Rumors swirled by January 2024, but the public didn’t learn anything until April 2025, when council unanimously authorized the purchase with little public comment.

That secrecy was deliberate. Last September, they illegally held two closed-door executive sessions to discuss Emory — confirmed in an affidavit by former council member Richard Olver, “an active participant in that discussion.” Public notices referenced “issues subject to negotiation” — but none of the specifics required by Colorado’s open meetings law.

Springsteen, who’s suing over the transparency violations, calls it “fruit of the poisonous tree” because “it started with a violation of the people’s rights.” She said in May: “The city knows they’re required to announce the particular matter to be discussed in as much detail as possible.”

Olver agrees. “Negotiations,” he wrote, is “wildly broad” — so broad, even he didn’t know the purpose, so he voted against executive session. “(W)hen its purpose was revealed, I realized I had been completely wrong with my guess.”

It recalls December 2022, when then-Denver school board member Scott Baldermann opposed an executive session because he had “no idea what is gonna be discussed.” As media attorney Steve Zansberg told me, if one member doesn’t know what will be discussed, “then certainly the public doesn’t either.”

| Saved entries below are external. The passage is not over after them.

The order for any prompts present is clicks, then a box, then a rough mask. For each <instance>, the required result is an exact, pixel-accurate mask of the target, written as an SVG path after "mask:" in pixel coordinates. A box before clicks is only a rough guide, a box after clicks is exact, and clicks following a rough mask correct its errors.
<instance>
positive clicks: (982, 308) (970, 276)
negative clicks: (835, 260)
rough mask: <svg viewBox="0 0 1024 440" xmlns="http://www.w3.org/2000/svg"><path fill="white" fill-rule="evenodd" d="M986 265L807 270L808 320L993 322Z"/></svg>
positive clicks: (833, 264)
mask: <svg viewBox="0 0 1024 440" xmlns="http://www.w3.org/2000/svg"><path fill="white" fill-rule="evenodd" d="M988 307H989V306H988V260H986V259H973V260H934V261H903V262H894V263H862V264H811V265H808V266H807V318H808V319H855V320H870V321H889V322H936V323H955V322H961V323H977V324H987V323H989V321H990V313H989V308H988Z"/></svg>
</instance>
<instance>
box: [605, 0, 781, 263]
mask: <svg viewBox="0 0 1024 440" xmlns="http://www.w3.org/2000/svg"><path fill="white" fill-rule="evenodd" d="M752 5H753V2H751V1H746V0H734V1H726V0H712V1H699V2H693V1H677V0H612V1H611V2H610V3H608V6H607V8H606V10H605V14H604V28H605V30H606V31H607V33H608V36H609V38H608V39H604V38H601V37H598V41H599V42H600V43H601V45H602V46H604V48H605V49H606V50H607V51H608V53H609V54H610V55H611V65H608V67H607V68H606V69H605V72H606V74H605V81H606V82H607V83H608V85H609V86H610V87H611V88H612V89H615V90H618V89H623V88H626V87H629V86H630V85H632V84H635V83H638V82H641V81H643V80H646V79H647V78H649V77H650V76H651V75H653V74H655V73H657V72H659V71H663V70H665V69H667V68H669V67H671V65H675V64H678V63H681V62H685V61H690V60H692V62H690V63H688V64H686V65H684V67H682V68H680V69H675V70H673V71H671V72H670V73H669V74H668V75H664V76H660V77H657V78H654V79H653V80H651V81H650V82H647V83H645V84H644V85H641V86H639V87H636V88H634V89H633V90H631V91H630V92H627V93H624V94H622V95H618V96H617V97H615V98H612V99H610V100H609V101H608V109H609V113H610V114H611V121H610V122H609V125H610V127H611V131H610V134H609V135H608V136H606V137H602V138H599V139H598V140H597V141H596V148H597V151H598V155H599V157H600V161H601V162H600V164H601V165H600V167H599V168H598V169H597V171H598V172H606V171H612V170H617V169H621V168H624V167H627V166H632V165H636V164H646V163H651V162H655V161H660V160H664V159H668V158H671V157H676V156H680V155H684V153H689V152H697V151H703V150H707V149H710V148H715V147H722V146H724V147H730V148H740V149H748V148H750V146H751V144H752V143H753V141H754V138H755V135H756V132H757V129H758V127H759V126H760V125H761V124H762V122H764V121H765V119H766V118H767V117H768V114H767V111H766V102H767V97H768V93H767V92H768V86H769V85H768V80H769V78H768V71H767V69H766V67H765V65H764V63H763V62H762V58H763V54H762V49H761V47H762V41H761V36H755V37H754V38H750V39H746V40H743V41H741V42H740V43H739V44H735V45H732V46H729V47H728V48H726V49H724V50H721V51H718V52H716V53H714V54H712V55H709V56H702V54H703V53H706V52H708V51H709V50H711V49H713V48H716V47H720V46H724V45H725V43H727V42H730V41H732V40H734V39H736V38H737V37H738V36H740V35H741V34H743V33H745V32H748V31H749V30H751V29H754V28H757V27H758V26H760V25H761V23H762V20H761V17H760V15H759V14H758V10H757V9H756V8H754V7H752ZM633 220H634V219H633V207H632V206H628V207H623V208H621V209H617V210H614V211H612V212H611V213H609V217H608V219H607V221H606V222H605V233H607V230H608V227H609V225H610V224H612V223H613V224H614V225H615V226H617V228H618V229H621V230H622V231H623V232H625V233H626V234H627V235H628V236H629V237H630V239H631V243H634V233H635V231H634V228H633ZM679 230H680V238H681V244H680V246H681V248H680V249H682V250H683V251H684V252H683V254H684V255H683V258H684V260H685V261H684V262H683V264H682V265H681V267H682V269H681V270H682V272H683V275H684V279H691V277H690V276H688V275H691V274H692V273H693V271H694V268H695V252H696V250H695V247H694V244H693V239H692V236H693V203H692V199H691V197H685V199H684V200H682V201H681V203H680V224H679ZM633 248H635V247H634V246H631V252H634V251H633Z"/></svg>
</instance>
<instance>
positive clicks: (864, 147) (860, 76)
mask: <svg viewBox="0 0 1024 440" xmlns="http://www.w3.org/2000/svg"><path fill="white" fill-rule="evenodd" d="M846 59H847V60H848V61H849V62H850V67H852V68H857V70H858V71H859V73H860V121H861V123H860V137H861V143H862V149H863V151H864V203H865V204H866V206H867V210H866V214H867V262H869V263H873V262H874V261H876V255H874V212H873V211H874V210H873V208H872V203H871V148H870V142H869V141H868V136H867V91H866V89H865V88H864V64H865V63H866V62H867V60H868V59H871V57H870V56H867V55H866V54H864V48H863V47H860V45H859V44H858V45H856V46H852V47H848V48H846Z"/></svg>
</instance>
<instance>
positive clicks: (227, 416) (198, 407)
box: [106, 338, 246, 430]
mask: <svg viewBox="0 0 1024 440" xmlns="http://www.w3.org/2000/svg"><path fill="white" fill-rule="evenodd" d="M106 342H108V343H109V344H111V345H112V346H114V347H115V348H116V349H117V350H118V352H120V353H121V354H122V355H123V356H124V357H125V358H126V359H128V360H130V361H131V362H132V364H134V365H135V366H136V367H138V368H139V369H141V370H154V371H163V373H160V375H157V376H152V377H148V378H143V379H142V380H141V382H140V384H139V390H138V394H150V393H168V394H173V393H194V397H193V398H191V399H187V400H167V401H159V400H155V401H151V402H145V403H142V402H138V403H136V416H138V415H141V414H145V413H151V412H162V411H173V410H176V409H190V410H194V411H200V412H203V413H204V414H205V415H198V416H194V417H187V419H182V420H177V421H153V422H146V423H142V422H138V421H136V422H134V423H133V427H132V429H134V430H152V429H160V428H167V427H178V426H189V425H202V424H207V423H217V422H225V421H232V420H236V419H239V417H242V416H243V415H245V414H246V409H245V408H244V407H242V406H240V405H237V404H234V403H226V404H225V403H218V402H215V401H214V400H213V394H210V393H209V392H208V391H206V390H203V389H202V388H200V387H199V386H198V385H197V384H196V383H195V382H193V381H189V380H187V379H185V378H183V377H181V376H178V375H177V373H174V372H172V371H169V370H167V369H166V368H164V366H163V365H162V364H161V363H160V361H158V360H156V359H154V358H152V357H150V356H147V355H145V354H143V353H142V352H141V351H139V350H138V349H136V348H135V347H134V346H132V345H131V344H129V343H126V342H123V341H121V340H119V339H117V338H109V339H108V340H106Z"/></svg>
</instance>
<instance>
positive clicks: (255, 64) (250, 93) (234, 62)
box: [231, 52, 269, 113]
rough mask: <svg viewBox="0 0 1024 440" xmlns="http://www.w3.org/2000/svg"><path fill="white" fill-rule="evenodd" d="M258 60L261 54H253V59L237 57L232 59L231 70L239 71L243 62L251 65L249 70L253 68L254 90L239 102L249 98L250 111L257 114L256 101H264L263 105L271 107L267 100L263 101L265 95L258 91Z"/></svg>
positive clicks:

On Oct. 13 and 27, the Lakewood City Council will vote to sell Emory to the Action Center — even though they won’t own the property until December. Jeffco’s school board isn’t even set to examine the deal until Nov. 5. What’s the rush to put the cart before the horse?

I emailed Lakewood City Hall asking how they can sell property they don’t own yet and why so far in advance. Oulton dodged — simply explaining the process and timeline with reference materials.

The timing is fishy, too: Lakewood’s final vote on the resale comes Oct. 27 — one day before the Oct. 28 trial where they’ll defend those backroom meetings in court. Coincidence?

Helping the homeless is a worthy cause. But the facts are inescapable: secret meetings, shady deals and taxpayers holding the bag. Why are Lakewood and the school district so bent on pushing this through at any cost?

“They haven’t been transparent about this,” one Emory-area resident told me. “I think the attitude is, ‘Who’s gonna stop us?’ By the time people figure it out, it’ll be too late to do anything.”